My question is, if I have a class Derived which in inherits from Base, and I have a pointer to a Derived object, how can I get the address of the Base object from the derived object? I am working with the source code of the Base Class and am printing out the address of "this" in Base. In another part of my code a retrieve a pointer to a Derived. I need to be able to print the address of the Base object via my Derived object to determine whether I have a pointer to the particular Derived object I need.

I may have a great misunderstanding of how the addresses work in C++ in inheritance. Perhaps their is only one object, not a base object linked to a derived object?

Thank you very much

Edit: The reason I want to do this is purely for debugging. The problem is that the code base I'm using does not contain many interfaces or protected members, so I am having to edit the source code to access a certain piece of information. However, my program crashes when I call a method I added to the Base class using a specific Derived pointer. I need to be able to print the address of the base object in this case so that I can determine whether this is the correct object or whether I am getting this error because I actually have a pointer to the wrong object. I realize I can add code to the derived class to cause it to print its address, but I was just wondering if it was possible to get the address without editing the source code any more. Thanks

Answer 1

Going from a pointer to derived class to a pointer to a base class is easy:

Derived * derived_ptr = < some pointer >;
Base * base_ptr = derived_ptr;

If you want to be pedantic, you can use static_cast on the right hand side of the assignment:

Base * base_ptr = static_cast<Base*>(derived_ptr);

Going from a pointer to a base class to a pointer to a derived class uses dynamic_cast :

Derived * derived_ptr = dynamic_cast<Derived*>(base_ptr);

However, this won't always work. You need to have run-time typeid enabled and the base class needs to have at least one virtual method.

Before you go doing this, why do you need to go from a base pointer to a derived pointer? That is a clue that you may need to rethink your design.

Answer 2

There is only one object, it is composed of a Base and a Derived- that is, the Base is put into memory right next to the Derived, in most implementations. That means that the Base* is not the same as Derived* in the general case, but they will be very close.

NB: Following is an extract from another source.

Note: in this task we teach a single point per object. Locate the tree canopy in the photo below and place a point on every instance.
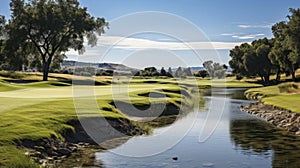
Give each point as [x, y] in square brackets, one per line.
[264, 57]
[46, 29]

Now, you can trivially obtain the Base* from the Derived*, the cast is implicit, but you can also make it explicit:

Derived* dptr = ...;
Base* ptr = dptr;

However, there is nothing stopping a single derived object from containing multiple Base objects. Usually this is not the case, but it can happen. That means that you cannot compare Base pointers and expect to know if you are dealing with the same object, only the same Base subobject.

Answer 3

In the simple case of single inheritance, with most compilers:

If you've got a pointer to the derived class, then that's the same as the pointer to the base class. Both pointers have the same value and point to the same memory address.

In memory, if you create an instance of a derived class, it will be laid out as the members of the base object, followed by the members of the derived object. The base class members form part of the derived object.

class Base
{
   int b;
};

class Derived : public Base
{
   int d;
};

In memory, say the Derived pointer is 0400. Then:

0400 byte 1 of b
0401 byte 2 of b
0402 byte 3 of b
0403 byte 4 of b
0404 byte 1 of d
0405 byte 2 of d
0406 byte 3 of d
0407 byte 4 of d

The derived object consists of the base members and derived's own members, and the address of both of these starts at 0400.

It just so happens, that at 0400, the base object part of derived is located. So, base and derived have the same address.